Suavis Inimicitia: "La verdad por una desobediencia"


Dido y Selene dieron a luz en el transcurso de las mismas semanas,siendo Amílcar el mayor de la siguiente generación. Dido dio a luz una preciosa niña a la que llamó Adama,tal y como quería y Selene tuvo también una niña a la que llamó Diana en honor a la diosa de la caza.

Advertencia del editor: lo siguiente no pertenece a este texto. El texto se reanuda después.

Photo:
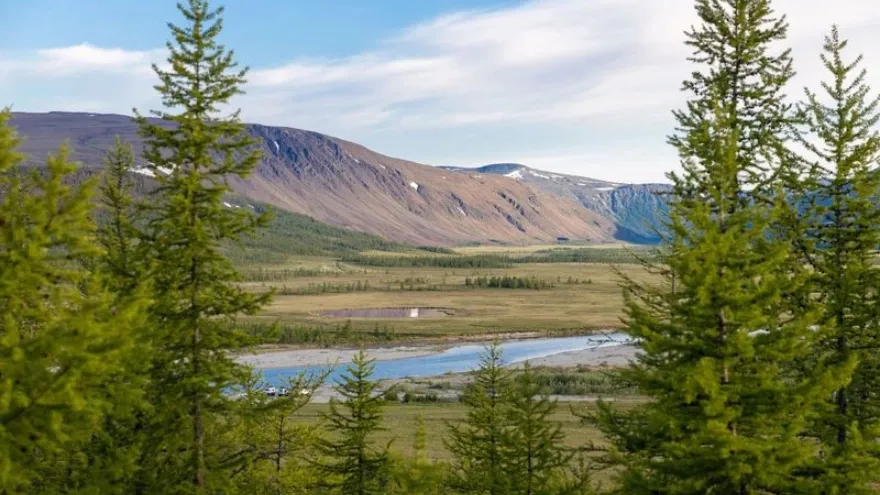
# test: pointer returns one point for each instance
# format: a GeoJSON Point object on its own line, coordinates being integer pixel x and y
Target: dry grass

El pequeño Amílcar cambió un poco todo en la casa. Aníbal el primero, con sus otros hijos por ejemplo no se levantaba cuando lloraban,pero con Amílcar sí,de hecho le bañaba,jugaba con él y como con sus otros hijos fue presentado en el templo del dios Baal,al igual que su prima Adama. ¿Por qué Aníbal manifestaba esa preferencia sobre Amílcar? Por dos motivos: el primero,lo consideraba su heredero porque Sadik tenía el trono de su madre,Aradna tendría su herencia dependiendo del matrimonio,pero Amílcar no tendría nada, de modo que la herencia de su padre sería partida en tres,pero la de Amílcar sería mayor. Y la segunda....se veía reflejado en su hijo,no sólo porque era el que más se le parecía y porque los dos habían sido los terceros.
Adriana veía esto y no se lo reprochaba,ella amaba a sus hijos por igual pero debía de admitir que su ojito derecho era Sadik. Pero desconocía en parte las intenciones de Aníbal,su esposo a veces era como el mar,a veces se veía su estado de ánimo y sus intenciones,pero otras era imposible de leer,como con ese tema.
Una noche en la que su marido había acostado al pequeño en su cuna fue a ver si estaba bien el bebé,cuando vio la escena del niño rendido al sueño y Aníbal absorto en las facciones del pequeño y acariciando con cierto temor las mejillas de Amílcar,temía que el tacto de su mano,dura tras años del manejo de las armas raspase la suavidad de la piel morena de Amílcar.
-¿Por qué él?-preguntó Adriana apoyándose en el marco de la puerta,Aníbal la escuchó pero ni se digno en mirarla para contestar.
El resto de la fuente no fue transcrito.